Cell block slides from all 3 groups were blindly reviewed. The cytologic diagnoses and p16 staining results were disassociated from each slide. Four categories were assigned to the cell block diagnoses, 1) high-grade squamous intraepithelial lesion; 2) low-grade squamous intraepithelial lesion; 3) atypical squamous cells; and 4) negative/reactive cellular changes.

Immunohistochemistry

Immunohistochemical testing for the detection of mouse monoclonal anti-p16 antibody (16P04 also known as JC2; 1:50 dilution; EDTA antigen retrieval; Cell Marque, Hot Springs, Ark) was performed on the formalin-fixed and paraffin-embedded cell block sections using an EnVision-HRP detection kit (Dako, Glostrup, Denmark). The detailed staining protocol was similar to a protocol described in a previously published report.10 The results were recorded as negative (no staining or <3 positively stained cells); 1+ (3–10 positively stained cells); and 2+ (>10 positively stained cells). The staining intensity was recorded as strong (when observable at 4× or 10× magnification power) and weak (when observable at 20× or 40× magnification power). The presence of groups/sheets of positively stained epithelial cells (usually >5 cells) was also recorded. Epithelial cells with nuclear staining and both cytoplasmic and nuclear staining were regarded as positive results. Tissues with a biopsy proven to be positive or negative for squamous cell dysplasia were used as positive and negative controls.

Immunodetection of a cocktail of p16 and ProEx C (TriPath Imaging, Burlington, NC) which is a mixture of MCM2 (minichromosome maintenance protein 2) and DNA topoisomerase II alpha (TriPath Imaging, Burlington, NC), was performed on the 4 cases of LSIL from G1. Those 4 cases were negative for p16 immunostain. The immunostaining protocol was similar to that of p16, except a mixture of an equal amount of p16 (1:25 dilution) and prediluted ProEx C was used. Nuclear staining or both nuclear and cytoplasmic staining was considered to be a positive result. Details are described in the DISCUSSION section below.

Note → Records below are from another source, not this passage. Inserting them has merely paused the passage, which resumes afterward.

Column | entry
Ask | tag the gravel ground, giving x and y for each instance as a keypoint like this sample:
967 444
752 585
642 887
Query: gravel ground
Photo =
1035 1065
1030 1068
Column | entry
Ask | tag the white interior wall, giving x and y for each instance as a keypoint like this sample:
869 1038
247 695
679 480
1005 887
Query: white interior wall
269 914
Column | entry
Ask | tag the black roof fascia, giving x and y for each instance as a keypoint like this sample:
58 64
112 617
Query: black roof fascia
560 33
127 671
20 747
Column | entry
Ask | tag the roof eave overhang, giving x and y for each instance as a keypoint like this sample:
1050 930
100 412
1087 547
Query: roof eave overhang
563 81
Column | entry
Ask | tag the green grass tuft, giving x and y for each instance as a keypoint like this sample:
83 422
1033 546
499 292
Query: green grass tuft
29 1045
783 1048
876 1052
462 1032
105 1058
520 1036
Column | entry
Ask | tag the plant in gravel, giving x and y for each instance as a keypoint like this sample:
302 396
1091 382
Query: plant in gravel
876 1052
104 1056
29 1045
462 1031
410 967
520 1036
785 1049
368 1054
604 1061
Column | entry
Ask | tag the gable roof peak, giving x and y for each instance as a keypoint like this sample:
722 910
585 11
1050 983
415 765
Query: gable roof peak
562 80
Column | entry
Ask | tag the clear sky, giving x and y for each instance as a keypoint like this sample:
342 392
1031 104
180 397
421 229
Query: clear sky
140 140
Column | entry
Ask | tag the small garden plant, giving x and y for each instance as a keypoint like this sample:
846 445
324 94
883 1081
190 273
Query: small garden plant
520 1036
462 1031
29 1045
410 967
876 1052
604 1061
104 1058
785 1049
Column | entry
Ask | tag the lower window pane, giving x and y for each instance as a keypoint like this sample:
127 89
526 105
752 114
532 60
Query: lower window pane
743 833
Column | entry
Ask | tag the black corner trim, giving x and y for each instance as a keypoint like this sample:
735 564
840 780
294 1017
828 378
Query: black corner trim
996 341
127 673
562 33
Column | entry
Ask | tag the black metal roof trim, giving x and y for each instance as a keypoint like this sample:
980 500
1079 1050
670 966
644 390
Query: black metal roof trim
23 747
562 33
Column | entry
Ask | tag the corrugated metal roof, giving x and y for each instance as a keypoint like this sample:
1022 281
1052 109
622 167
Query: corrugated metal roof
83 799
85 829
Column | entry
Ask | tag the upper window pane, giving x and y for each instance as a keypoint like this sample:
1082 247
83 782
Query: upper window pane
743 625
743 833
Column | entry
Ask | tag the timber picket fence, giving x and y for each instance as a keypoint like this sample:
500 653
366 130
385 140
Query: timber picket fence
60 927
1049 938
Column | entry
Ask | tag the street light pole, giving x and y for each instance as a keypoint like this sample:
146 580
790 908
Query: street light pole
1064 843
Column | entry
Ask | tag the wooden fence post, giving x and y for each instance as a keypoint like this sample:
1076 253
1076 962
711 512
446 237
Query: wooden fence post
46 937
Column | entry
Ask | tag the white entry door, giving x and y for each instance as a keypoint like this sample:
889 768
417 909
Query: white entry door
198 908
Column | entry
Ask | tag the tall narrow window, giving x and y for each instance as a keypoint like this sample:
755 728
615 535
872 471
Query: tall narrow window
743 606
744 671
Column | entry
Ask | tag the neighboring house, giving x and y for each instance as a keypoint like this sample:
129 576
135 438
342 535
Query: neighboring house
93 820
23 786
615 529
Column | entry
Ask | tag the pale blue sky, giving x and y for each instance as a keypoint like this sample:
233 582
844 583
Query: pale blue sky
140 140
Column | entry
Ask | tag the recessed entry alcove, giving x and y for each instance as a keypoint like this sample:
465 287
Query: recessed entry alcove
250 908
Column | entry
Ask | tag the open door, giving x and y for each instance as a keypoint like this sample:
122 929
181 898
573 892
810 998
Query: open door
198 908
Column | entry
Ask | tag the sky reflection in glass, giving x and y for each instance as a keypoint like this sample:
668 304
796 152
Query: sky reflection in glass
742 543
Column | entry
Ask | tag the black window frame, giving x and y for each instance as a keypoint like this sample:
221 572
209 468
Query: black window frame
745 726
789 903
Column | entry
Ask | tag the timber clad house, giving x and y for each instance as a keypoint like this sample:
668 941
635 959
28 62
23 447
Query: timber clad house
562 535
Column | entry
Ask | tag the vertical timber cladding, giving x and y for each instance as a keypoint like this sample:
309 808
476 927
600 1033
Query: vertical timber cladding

Determination of Diagnostic Sensitivity and Specificity

The sensitivity, specificity, and positive and negative predictive values were calculated.

RESULTS

  1. Top of page
  2. Abstract
  3. MATERIALS AND METHODS
  4. RESULTS
  5. DISCUSSION
  6. REFERENCES

All cases in G1 were confirmed by either cervical biopsy (40 cases) or Digene Hybrid Capture 2 HPV testing (4 cases). All cases in G2 were confirmed by cervical biopsy.

Interpretation of Cell Block Slides

Adequate cellularity was obtained from all 75 cell blocks, with approximately 10% of cases showing low cellularity. Figures 1A, 1B, and 1C show high, intermediate, and low cellularity, respectively. Overall, good correlation (70%) with the cervical biopsy was achieved in G2 (high-grade squamous intraepithelial lesion) and a high-grade squamous lesion from G1, whereas correlation with negative Pap smear (G3) and negative and low-grade lesions from G1 was relatively poor, approximately 50%, 50%, and 60%, respectively.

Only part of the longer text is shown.